Discovery Gossip — Epidemic Broadcast Protocol
What is gossip? (Start here)
Imagine a team of doctors in a hospital. One doctor discovers that a new drug interacts badly with a common anaesthetic. She tells two colleagues. They each tell two more. Within hours, every doctor in the hospital knows — without a memo, without a meeting, without anyone coordinating the broadcast. That's gossip.
Agent gossip works the same way. Cantona discovers the Convex client silently swallows errors on cold starts. He publishes that finding to the gossip bus. Two agents receive it on their next heartbeat. Those agents each push it to two more. Within minutes the whole fleet knows — without any coordinator, notification, or direct messaging.
The key difference from before: we used to run tail -20 discoveries.jsonl at session start and call that gossip. That was shared file read — passive, all-or-nothing, no push. Real gossip is epidemic broadcast: every heartbeat, each agent pushes state to random peers, and peers push to their peers. Information spreads like a rumor, mathematically guaranteed to reach the whole fleet in O(log fanout) rounds.
Epidemic broadcast vs the old tail -20
The old tail -20 approach had fundamental problems:
| Property | Old tail -20 | Epidemic broadcast |
|---|---|---|
| Direction | Passive read at session start only | Push on every heartbeat (every 60s) |
| Mid-session propagation | ❌ None — a discovery made at 10am is invisible until 8am tomorrow | ✅ All agents receive it within ~3 minutes |
| State exchange | Full file read (all or nothing) | Digest/delta — only missing entries transferred |
| Version tracking | ❌ None — duplicate entries possible | ✅ Version vectors + Lamport timestamps prevent duplicates |
| TTL / GC | ❌ None — file grows forever | ✅ 72h TTL, 500-entry cap, automatic GC |
| Convergence | Depends on session timing — non-deterministic | O(log_fanout(n)) mathematical rounds — guaranteed |
| Fault tolerance | ❌ None — missed reads are permanent gaps | ✅ Anti-entropy full-sync every 10 rounds closes gaps |
With 7 agents and fan-out 2, a discovery reaches all agents in 3 rounds — ~3 minutes at 60s heartbeat intervals. That's the difference between "I discovered this yesterday and nobody knew" and "the fleet knew before I finished typing the solution."

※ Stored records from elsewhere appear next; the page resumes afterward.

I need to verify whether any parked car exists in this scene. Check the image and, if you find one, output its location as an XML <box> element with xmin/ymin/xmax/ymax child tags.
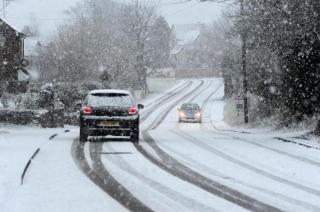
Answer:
<box><xmin>80</xmin><ymin>89</ymin><xmax>144</xmax><ymax>143</ymax></box>
<box><xmin>178</xmin><ymin>103</ymin><xmax>202</xmax><ymax>123</ymax></box>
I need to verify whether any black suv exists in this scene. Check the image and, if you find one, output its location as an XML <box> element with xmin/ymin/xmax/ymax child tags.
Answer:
<box><xmin>80</xmin><ymin>89</ymin><xmax>144</xmax><ymax>143</ymax></box>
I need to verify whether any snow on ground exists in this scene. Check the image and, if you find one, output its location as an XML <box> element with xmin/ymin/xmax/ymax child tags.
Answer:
<box><xmin>0</xmin><ymin>127</ymin><xmax>126</xmax><ymax>212</ymax></box>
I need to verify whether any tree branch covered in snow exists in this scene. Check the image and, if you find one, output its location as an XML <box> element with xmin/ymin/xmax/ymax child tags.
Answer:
<box><xmin>34</xmin><ymin>0</ymin><xmax>170</xmax><ymax>94</ymax></box>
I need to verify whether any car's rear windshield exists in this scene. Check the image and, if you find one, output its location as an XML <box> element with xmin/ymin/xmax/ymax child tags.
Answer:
<box><xmin>181</xmin><ymin>104</ymin><xmax>200</xmax><ymax>110</ymax></box>
<box><xmin>85</xmin><ymin>93</ymin><xmax>133</xmax><ymax>107</ymax></box>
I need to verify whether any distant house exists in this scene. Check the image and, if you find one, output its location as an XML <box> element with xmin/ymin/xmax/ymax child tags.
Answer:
<box><xmin>0</xmin><ymin>19</ymin><xmax>29</xmax><ymax>93</ymax></box>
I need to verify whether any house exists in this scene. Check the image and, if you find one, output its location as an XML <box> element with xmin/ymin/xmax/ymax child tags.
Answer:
<box><xmin>0</xmin><ymin>19</ymin><xmax>29</xmax><ymax>94</ymax></box>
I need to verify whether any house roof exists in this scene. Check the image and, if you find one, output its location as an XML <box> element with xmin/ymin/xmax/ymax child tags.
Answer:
<box><xmin>0</xmin><ymin>18</ymin><xmax>25</xmax><ymax>36</ymax></box>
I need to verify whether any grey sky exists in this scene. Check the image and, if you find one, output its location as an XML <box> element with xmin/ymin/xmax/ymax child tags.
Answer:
<box><xmin>159</xmin><ymin>0</ymin><xmax>223</xmax><ymax>25</ymax></box>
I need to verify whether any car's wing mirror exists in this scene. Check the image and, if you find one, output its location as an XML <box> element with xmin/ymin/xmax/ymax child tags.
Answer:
<box><xmin>138</xmin><ymin>104</ymin><xmax>144</xmax><ymax>110</ymax></box>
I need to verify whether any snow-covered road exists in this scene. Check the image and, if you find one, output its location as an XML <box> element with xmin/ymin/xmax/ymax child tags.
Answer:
<box><xmin>0</xmin><ymin>79</ymin><xmax>320</xmax><ymax>212</ymax></box>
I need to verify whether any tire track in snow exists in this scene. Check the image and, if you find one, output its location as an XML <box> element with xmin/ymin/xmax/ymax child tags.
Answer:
<box><xmin>71</xmin><ymin>81</ymin><xmax>193</xmax><ymax>211</ymax></box>
<box><xmin>106</xmin><ymin>144</ymin><xmax>217</xmax><ymax>212</ymax></box>
<box><xmin>71</xmin><ymin>138</ymin><xmax>152</xmax><ymax>212</ymax></box>
<box><xmin>135</xmin><ymin>80</ymin><xmax>281</xmax><ymax>211</ymax></box>
<box><xmin>156</xmin><ymin>135</ymin><xmax>320</xmax><ymax>211</ymax></box>
<box><xmin>172</xmin><ymin>130</ymin><xmax>320</xmax><ymax>211</ymax></box>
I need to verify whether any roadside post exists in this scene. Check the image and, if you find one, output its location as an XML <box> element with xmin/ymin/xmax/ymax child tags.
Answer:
<box><xmin>235</xmin><ymin>95</ymin><xmax>244</xmax><ymax>116</ymax></box>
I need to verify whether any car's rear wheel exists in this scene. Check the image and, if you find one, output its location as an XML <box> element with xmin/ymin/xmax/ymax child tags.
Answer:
<box><xmin>80</xmin><ymin>128</ymin><xmax>88</xmax><ymax>143</ymax></box>
<box><xmin>130</xmin><ymin>127</ymin><xmax>139</xmax><ymax>144</ymax></box>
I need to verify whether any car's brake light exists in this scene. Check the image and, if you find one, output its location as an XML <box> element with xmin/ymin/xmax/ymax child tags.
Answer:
<box><xmin>82</xmin><ymin>106</ymin><xmax>92</xmax><ymax>114</ymax></box>
<box><xmin>128</xmin><ymin>107</ymin><xmax>138</xmax><ymax>115</ymax></box>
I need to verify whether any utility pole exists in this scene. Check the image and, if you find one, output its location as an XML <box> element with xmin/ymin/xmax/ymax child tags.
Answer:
<box><xmin>240</xmin><ymin>0</ymin><xmax>249</xmax><ymax>124</ymax></box>
<box><xmin>2</xmin><ymin>0</ymin><xmax>6</xmax><ymax>18</ymax></box>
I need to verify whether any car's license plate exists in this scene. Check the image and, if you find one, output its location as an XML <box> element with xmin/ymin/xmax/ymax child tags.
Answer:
<box><xmin>99</xmin><ymin>121</ymin><xmax>119</xmax><ymax>127</ymax></box>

How a gossip round works — step by step
Every 60 seconds, each agent runs this loop:
def gossip_round(self):
# 1. Select 2 random peers (fan-out = 2)
peers = random.sample([p for p in all_peers if p != self], 2)
# 2. For each peer, exchange digest/delta for both channels
for peer in peers:
for channel in ["discoveries", "patterns"]:
my_digest = {
"agent": self.agent_id,
"channel": channel,
"round": self.round_number,
"vector": self.version_vector[channel], # what I know per agent
"entry_ids": list(self.replica[channel].keys()), # what I have
"my_lamport": self.clock.now(),
}
delta = send_digest_to_peer(peer, my_digest)
# 3. Apply what peer has that I don't (OR-Set merge)
for entry in delta.missing_entries:
self.apply_entry(entry, channel)
# 4. Merge version vectors (max per agent slot)
self.merge_vector(self.version_vector[channel], delta.new_vector)
# 5. Every 10 rounds: anti-entropy full-sync (fault-tolerance safety net)
if self.round_number % 10 == 0:
self.anti_entropy_full_sync()
The digest you send to a peer tells them exactly what you have — not the entries themselves, just the entry IDs and your version vector. The peer computes what you're missing and sends back only those entries. No unnecessary transfer.
Digest and delta — a concrete exchange
When Agent Tank gossips with Agent Velma, here's what actually flows over the wire:
1. Tank sends his digest to Velma
// Tank's digest — what he has in the discoveries channel
{
"agent": "tank",
"channel": "discoveries",
"round": 42,
"vector": {
"tank": 1742400000000,
"cantona": 1742398000000,
"velma": 1742399000000,
"popashot": 1742399500000,
"zerocool": 1742396000000,
"slash": 1742397000000
},
"entry_ids": [
"d-tank-1742400000000",
"d-tank-1742399000000",
"d-tank-1742398000000",
"d-cantona-1742398000000"
],
"my_lamport": 1742400000000
}The vector tells Velma what Tank has seen from each agent. Theentry_ids is the full list of discovery IDs Tank's replica contains. Velma compares against her own replica to compute what's missing.
2. Velma computes the delta — what Tank is missing
// What Velma has that Tank doesn't (diff = Velma's IDs minus Tank's IDs)
missing_from_tank = set(Velma.entry_ids) - set(Tank.entry_ids)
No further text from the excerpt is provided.